Code Generation using Weave and OpenAI
Generating high-quality code with proper structure, documentation, and tests is a challenging task. This guide demonstrates how to implement a code generation pipeline. You'll learn to create a code generation pipeline that produces high-quality Python functions against the humaneval test suite.
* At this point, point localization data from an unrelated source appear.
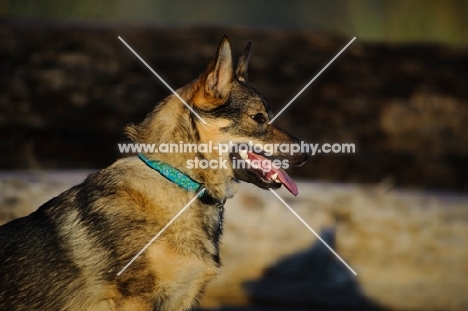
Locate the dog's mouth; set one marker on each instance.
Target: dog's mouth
(261, 171)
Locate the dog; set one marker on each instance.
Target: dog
(67, 254)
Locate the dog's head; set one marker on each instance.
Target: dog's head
(237, 113)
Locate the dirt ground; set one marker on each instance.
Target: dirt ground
(408, 248)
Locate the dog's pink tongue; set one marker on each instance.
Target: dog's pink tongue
(285, 179)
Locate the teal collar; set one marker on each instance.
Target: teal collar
(182, 180)
(173, 174)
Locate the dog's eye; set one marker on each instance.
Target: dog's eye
(259, 118)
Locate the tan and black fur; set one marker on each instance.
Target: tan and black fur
(66, 255)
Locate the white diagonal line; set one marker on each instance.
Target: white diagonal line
(312, 230)
(310, 82)
(162, 80)
(161, 231)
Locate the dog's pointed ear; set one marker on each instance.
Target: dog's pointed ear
(243, 64)
(219, 75)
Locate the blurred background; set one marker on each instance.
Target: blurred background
(396, 210)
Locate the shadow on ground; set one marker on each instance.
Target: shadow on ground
(313, 279)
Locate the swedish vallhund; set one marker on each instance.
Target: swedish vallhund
(67, 254)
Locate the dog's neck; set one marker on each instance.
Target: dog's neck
(184, 181)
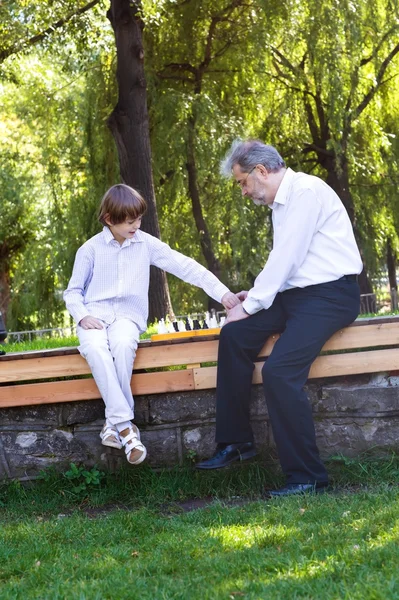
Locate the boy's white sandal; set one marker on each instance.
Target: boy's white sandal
(134, 448)
(110, 437)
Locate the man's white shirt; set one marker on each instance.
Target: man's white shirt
(313, 240)
(110, 281)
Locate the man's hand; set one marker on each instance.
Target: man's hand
(230, 300)
(90, 322)
(236, 314)
(242, 295)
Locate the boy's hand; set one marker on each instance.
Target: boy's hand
(242, 295)
(230, 300)
(236, 314)
(90, 322)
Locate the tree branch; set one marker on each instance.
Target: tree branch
(379, 80)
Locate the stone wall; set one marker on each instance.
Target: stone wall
(352, 415)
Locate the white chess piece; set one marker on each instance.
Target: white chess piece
(162, 326)
(213, 322)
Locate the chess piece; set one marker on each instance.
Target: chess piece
(162, 327)
(3, 330)
(213, 322)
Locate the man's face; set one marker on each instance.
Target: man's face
(255, 184)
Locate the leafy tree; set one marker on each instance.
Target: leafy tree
(130, 128)
(328, 65)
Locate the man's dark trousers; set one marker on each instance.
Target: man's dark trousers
(306, 318)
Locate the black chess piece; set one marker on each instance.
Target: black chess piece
(3, 330)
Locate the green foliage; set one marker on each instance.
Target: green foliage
(83, 480)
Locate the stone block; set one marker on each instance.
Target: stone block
(199, 439)
(82, 412)
(30, 451)
(365, 400)
(182, 407)
(49, 414)
(351, 437)
(141, 410)
(162, 446)
(261, 435)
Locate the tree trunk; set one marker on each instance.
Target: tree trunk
(212, 262)
(391, 265)
(129, 125)
(4, 292)
(338, 179)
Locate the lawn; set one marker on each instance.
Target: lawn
(342, 545)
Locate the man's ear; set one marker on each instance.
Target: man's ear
(263, 171)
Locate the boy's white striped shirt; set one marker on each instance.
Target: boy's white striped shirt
(110, 281)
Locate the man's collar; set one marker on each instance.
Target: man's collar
(108, 237)
(284, 187)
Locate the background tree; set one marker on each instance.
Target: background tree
(130, 128)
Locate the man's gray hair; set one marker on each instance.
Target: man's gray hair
(249, 153)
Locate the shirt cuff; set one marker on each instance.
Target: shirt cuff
(219, 291)
(251, 306)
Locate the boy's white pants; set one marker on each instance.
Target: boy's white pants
(110, 353)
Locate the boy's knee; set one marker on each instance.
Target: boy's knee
(92, 346)
(123, 345)
(271, 372)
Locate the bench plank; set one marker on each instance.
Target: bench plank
(383, 334)
(86, 389)
(333, 365)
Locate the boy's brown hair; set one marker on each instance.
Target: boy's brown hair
(119, 203)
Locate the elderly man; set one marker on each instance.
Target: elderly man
(306, 291)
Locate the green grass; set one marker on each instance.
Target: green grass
(55, 544)
(45, 343)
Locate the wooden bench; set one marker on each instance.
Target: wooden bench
(367, 346)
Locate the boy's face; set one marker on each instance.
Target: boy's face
(125, 230)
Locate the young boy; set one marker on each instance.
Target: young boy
(108, 298)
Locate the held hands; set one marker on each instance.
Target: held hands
(242, 295)
(90, 322)
(236, 314)
(230, 300)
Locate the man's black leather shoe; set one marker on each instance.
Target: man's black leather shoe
(297, 489)
(227, 455)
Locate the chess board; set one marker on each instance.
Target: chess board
(159, 337)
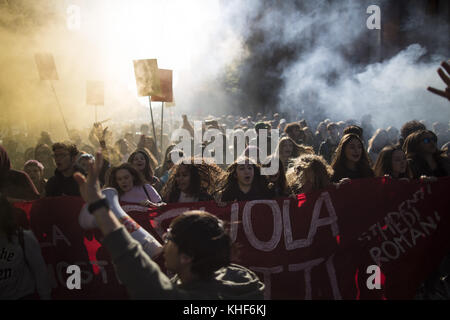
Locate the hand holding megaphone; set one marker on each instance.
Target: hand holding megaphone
(87, 221)
(90, 191)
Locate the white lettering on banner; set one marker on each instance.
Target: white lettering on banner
(277, 225)
(57, 234)
(333, 279)
(74, 279)
(374, 20)
(267, 278)
(133, 207)
(167, 215)
(281, 222)
(374, 281)
(100, 264)
(401, 230)
(59, 272)
(307, 267)
(315, 223)
(234, 221)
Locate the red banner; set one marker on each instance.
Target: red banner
(369, 239)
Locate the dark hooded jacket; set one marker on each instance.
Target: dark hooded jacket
(144, 279)
(59, 185)
(13, 183)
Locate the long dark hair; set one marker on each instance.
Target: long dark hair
(339, 161)
(416, 161)
(204, 177)
(148, 170)
(281, 184)
(138, 178)
(8, 224)
(229, 186)
(384, 162)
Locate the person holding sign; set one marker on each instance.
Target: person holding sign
(196, 248)
(131, 186)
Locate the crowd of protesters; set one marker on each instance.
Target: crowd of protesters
(310, 157)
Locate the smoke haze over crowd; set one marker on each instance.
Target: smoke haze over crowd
(307, 59)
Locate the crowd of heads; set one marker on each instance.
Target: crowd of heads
(307, 160)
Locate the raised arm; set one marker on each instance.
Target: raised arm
(446, 78)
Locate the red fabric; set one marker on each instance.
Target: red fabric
(272, 239)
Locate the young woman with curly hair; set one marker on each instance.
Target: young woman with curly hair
(141, 160)
(277, 182)
(308, 173)
(191, 182)
(351, 159)
(131, 186)
(243, 182)
(424, 158)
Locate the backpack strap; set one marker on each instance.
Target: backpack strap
(22, 244)
(146, 193)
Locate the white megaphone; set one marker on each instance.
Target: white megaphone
(87, 221)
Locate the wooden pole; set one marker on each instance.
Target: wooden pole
(162, 124)
(60, 110)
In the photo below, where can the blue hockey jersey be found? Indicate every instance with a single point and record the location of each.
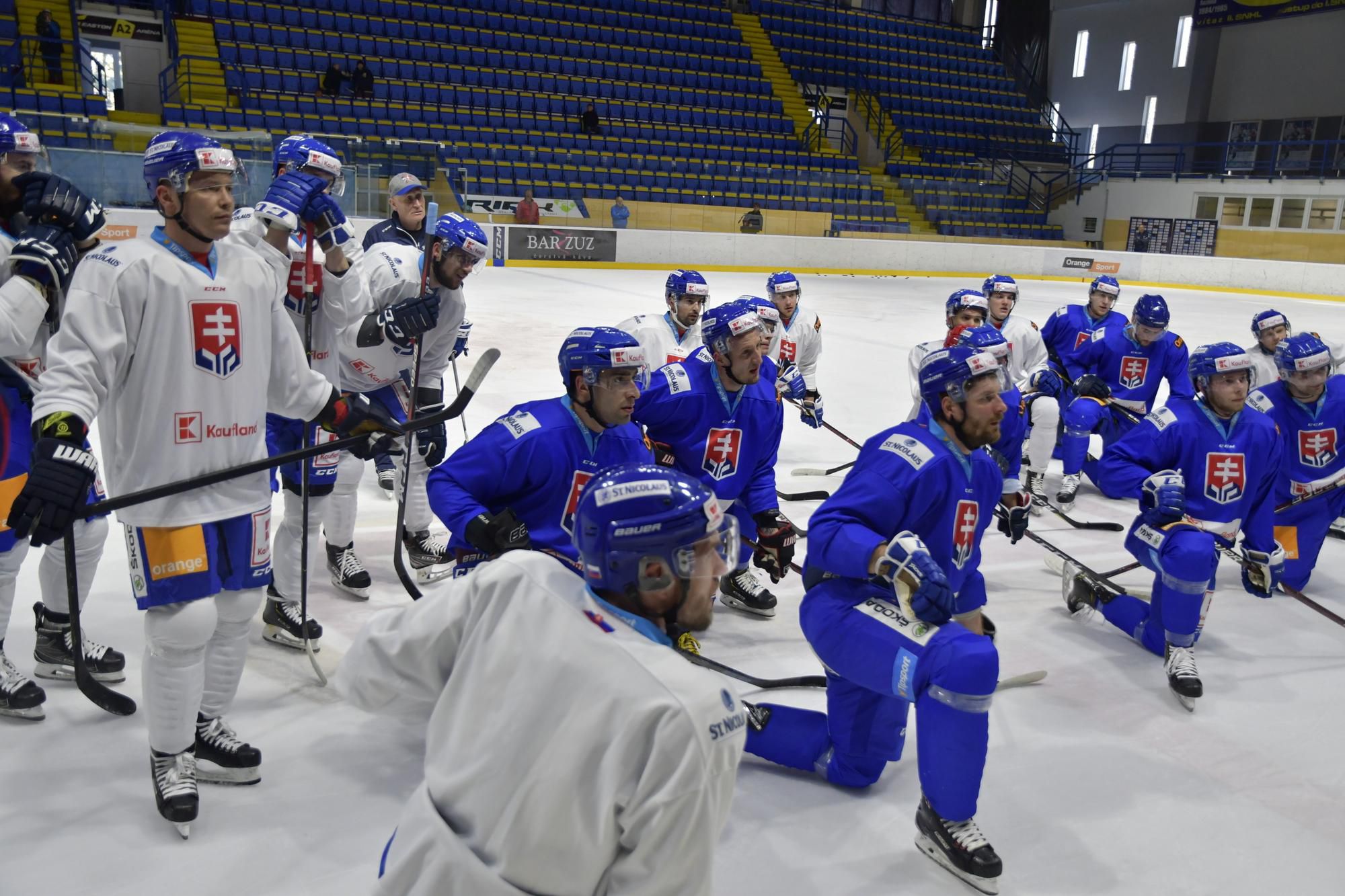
(1070, 329)
(1230, 466)
(535, 459)
(727, 440)
(910, 478)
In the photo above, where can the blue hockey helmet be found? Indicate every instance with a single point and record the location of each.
(591, 350)
(462, 233)
(1217, 358)
(950, 372)
(305, 151)
(633, 513)
(176, 155)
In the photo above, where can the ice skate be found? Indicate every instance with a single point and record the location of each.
(742, 591)
(54, 654)
(960, 846)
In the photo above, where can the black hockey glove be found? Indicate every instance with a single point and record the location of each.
(60, 477)
(52, 200)
(775, 544)
(498, 533)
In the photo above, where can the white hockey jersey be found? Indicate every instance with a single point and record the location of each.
(180, 364)
(393, 272)
(800, 343)
(567, 752)
(657, 334)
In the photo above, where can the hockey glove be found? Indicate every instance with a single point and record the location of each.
(1013, 522)
(461, 345)
(498, 533)
(289, 198)
(775, 544)
(810, 409)
(1047, 382)
(1163, 498)
(354, 415)
(50, 200)
(60, 475)
(917, 579)
(1262, 571)
(790, 382)
(1093, 386)
(45, 255)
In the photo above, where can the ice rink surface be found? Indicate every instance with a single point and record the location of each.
(1098, 782)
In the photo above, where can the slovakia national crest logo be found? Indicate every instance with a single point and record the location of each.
(1317, 447)
(965, 532)
(216, 338)
(722, 452)
(1226, 477)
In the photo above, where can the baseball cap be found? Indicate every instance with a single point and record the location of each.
(404, 184)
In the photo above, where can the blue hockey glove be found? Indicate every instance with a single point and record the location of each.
(918, 581)
(1164, 498)
(289, 198)
(1264, 571)
(1047, 382)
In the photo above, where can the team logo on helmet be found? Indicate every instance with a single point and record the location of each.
(1317, 447)
(722, 452)
(216, 339)
(1133, 372)
(1226, 477)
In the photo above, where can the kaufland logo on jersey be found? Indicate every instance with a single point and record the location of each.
(1133, 372)
(722, 452)
(1226, 477)
(965, 532)
(216, 339)
(1317, 447)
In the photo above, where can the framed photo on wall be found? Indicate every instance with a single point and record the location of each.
(1242, 150)
(1296, 150)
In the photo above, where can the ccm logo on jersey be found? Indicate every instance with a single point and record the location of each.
(1226, 477)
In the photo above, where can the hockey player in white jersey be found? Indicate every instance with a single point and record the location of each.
(676, 334)
(180, 345)
(340, 299)
(379, 356)
(797, 341)
(965, 309)
(630, 783)
(46, 224)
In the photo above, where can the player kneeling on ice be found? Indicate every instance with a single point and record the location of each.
(517, 483)
(623, 780)
(1203, 469)
(180, 319)
(722, 423)
(894, 611)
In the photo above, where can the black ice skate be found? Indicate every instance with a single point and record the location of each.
(1183, 676)
(56, 658)
(176, 787)
(224, 759)
(742, 591)
(21, 697)
(428, 555)
(283, 623)
(960, 846)
(348, 572)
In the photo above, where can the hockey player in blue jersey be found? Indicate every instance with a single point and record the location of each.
(1120, 365)
(722, 423)
(1308, 404)
(1203, 469)
(517, 483)
(892, 608)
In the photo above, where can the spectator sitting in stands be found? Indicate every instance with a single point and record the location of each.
(362, 80)
(588, 122)
(621, 214)
(527, 210)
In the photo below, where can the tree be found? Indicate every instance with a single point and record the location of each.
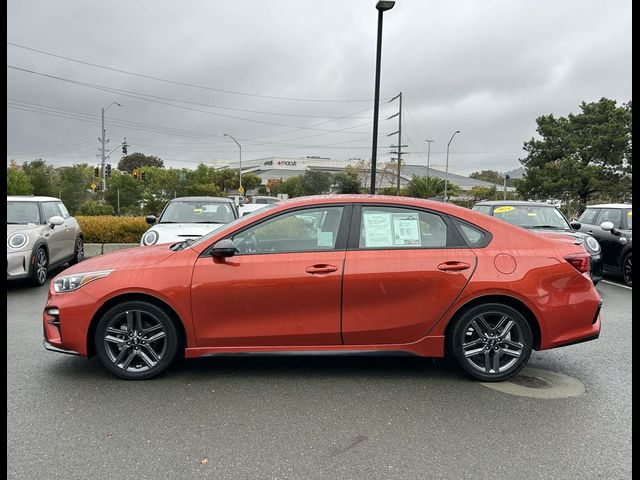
(44, 177)
(18, 182)
(136, 160)
(316, 182)
(347, 181)
(582, 156)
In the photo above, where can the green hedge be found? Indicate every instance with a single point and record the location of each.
(112, 229)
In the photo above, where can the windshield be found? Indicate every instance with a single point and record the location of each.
(206, 237)
(21, 213)
(528, 216)
(198, 212)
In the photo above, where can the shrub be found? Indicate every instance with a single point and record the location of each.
(110, 229)
(93, 207)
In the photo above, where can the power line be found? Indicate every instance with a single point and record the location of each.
(184, 84)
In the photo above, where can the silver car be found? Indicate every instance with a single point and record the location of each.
(41, 235)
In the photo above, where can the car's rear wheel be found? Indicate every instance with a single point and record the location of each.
(78, 251)
(491, 342)
(627, 273)
(40, 268)
(136, 340)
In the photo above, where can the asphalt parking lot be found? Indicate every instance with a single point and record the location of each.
(318, 417)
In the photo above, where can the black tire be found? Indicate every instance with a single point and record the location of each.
(78, 251)
(39, 268)
(490, 333)
(627, 273)
(136, 340)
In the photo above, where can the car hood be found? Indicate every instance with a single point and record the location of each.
(566, 236)
(177, 232)
(135, 257)
(21, 228)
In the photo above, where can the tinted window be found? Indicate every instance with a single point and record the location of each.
(22, 213)
(299, 231)
(588, 216)
(198, 212)
(613, 215)
(50, 209)
(394, 227)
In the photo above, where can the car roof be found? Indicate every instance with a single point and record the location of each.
(610, 205)
(203, 199)
(31, 198)
(515, 202)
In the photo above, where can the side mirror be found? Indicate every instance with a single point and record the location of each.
(608, 227)
(224, 248)
(56, 220)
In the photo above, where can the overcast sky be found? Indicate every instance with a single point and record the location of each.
(295, 78)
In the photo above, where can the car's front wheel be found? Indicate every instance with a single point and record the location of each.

We'll use Weave for evaluation comparison and tracking, and OpenAI's GPT models for code generation using structured outputs.
Video Demonstration
For a visual demonstration of the code generation pipeline using Weave, Groq, and E2B check out this video:
This video provides a step-by-step walkthrough of the process, showcasing how Weave integrates with Groq to create a powerful code generation tool and then running the code in E2B, to validate the code. We use OpenAI in the following example, but you can use any LLM provider with Weave.
Why use Weave?
In this tutorial, we'll use Weave to implement and evaluate a code generation pipeline. You'll learn how to:
- Track your LLM pipeline: Log inputs, outputs, and intermediate steps of your code generation process.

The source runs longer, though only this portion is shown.